Compared to creating & destroying pipe buffers directly, pipe pool-based multiplexing reduces time consumption by more than 99% and memory usage by 100%.

Of course, this benchmark is a pure access operation without any specific business logic, so it is a very idealized test and not fully representative of the production environment, but the introduction of pipe pools will definitely improve the performance of high-frequency zero-copy operations based on splice using Go’s io standard library by orders of magnitude.

Summary

By implementing a pipe pool for Go, there are various concurrency and synchronization optimization ideas involved, so let’s summarize them.

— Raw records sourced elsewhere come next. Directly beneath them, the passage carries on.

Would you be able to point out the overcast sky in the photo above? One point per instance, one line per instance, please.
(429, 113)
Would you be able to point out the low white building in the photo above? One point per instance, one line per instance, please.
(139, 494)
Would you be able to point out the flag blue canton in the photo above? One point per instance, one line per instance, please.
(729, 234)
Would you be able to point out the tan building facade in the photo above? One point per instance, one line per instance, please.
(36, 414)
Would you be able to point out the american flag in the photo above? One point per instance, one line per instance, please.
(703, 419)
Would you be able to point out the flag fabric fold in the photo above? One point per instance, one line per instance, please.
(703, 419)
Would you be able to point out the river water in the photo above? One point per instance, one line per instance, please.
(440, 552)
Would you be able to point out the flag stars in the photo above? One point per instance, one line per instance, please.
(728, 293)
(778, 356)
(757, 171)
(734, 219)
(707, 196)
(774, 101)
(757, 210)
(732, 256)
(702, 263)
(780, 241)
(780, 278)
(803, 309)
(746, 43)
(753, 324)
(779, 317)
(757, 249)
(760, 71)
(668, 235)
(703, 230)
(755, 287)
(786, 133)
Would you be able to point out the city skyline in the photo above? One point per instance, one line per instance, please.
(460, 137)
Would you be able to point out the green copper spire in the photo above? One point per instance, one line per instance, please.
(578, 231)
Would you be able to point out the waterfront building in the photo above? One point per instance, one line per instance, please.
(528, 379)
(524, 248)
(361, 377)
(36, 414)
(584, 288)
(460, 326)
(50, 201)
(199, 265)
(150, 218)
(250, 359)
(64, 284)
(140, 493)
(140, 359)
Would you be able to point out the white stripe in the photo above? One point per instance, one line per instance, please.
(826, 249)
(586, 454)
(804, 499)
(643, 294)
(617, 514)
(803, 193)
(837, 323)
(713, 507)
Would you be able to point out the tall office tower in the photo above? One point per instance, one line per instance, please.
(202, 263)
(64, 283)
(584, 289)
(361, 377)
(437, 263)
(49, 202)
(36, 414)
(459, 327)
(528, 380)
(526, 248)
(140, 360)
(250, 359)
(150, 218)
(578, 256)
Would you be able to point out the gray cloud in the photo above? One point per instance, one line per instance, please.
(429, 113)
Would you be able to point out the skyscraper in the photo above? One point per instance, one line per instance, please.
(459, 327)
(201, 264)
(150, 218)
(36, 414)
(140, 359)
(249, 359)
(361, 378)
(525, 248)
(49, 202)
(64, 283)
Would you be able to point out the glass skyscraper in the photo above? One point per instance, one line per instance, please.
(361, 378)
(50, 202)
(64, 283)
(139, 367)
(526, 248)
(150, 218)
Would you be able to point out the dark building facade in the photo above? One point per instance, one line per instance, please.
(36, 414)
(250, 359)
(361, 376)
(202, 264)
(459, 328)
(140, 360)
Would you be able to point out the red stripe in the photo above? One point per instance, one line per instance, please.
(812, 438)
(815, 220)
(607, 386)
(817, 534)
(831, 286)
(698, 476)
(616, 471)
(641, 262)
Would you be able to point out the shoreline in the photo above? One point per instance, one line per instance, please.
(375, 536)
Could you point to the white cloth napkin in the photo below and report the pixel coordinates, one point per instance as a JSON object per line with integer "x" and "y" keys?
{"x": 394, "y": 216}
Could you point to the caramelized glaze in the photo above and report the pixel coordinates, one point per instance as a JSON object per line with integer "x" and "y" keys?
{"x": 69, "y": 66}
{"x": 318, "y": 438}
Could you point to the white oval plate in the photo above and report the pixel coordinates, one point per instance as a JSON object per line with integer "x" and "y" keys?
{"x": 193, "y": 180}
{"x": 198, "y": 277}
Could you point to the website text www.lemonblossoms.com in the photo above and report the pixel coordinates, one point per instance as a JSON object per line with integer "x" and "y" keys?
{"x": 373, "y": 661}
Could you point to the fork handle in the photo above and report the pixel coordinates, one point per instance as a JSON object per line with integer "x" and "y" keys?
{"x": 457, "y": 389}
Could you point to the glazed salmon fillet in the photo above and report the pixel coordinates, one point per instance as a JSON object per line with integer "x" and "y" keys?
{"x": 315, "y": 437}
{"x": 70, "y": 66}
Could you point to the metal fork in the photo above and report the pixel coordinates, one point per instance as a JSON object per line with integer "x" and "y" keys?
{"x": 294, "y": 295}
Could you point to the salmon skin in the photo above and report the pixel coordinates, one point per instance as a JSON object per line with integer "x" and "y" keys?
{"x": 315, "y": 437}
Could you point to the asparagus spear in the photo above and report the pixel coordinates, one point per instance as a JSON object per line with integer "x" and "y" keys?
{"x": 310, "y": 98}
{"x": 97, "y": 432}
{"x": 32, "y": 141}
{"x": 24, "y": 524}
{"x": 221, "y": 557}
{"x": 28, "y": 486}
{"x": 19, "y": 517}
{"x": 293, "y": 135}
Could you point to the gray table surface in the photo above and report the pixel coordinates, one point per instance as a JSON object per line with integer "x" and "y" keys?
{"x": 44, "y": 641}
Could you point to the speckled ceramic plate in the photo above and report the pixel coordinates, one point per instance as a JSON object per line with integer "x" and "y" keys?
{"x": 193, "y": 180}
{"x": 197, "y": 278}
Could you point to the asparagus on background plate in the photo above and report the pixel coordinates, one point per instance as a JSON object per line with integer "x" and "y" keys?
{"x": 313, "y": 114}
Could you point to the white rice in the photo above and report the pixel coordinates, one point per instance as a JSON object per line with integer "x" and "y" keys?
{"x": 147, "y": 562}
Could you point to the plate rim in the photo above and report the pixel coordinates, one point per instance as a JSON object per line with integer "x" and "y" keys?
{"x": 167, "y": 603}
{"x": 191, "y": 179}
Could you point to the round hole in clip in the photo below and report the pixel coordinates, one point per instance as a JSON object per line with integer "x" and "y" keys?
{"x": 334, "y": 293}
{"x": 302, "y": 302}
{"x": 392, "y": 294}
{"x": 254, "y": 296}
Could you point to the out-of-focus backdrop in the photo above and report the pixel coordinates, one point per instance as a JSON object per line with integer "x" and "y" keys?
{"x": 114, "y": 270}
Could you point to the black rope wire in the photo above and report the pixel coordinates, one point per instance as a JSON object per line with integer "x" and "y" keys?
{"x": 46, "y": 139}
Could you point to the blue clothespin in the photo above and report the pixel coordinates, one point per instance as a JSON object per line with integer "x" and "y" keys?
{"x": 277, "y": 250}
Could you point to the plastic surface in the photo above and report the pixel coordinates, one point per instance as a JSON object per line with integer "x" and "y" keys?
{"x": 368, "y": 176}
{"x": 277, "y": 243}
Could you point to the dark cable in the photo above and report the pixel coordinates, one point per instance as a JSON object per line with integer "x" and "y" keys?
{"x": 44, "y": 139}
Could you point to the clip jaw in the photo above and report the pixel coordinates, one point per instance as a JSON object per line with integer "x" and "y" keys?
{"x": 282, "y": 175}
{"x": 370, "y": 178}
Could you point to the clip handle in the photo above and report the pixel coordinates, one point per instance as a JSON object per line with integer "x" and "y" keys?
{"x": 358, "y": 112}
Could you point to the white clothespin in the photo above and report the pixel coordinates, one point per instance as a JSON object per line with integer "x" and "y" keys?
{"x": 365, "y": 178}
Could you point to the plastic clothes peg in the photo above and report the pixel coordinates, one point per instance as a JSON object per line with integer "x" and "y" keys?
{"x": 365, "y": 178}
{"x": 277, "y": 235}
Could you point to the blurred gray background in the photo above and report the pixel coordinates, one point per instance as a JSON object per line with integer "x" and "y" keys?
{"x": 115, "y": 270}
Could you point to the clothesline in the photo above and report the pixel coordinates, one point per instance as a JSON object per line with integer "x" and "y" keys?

  • Resource reuse, the most effective means of improving concurrent programming performance must be resource reuse, which is also the most immediate optimization.
  • Data structure selection, arrays support O(1) random access and better use of CPU cache, but these advantages are not obvious in the pool scenario, because the resources in the pool have equivalence and single access (non-batch) operations, arrays require pre-allocation of fixed memory and additional memory management burden when scaling, chains are discarded as they are taken, and naturally support dynamic Scaling.
  • There are two ways of thinking about the optimization of global locks. One is to try to downgrade the granularity of locks based on the characteristics of the resource, and the other is to try to stagger access to the resource by introducing local caches to reduce the frequency of competing global locks, and to choose user state locks appropriately based on the actual scenario.
  • Take advantage of the language runtime. Languages like Go and Java, which come with a huge GC, are generally no match for GC-free languages like C/C++/Rust in terms of performance, but there are pros and cons to everything, and languages that come with runtime also have unique advantages. For example, HAProxy’s pipe pool is a C implementation, and the pipe buffers created during the life of the process will always be there to consume resources (unless they are actively closed, but it is difficult to control the timing accurately), while Go’s pipe pool can use its own runtime to clean up periodically and further reduce resource consumption.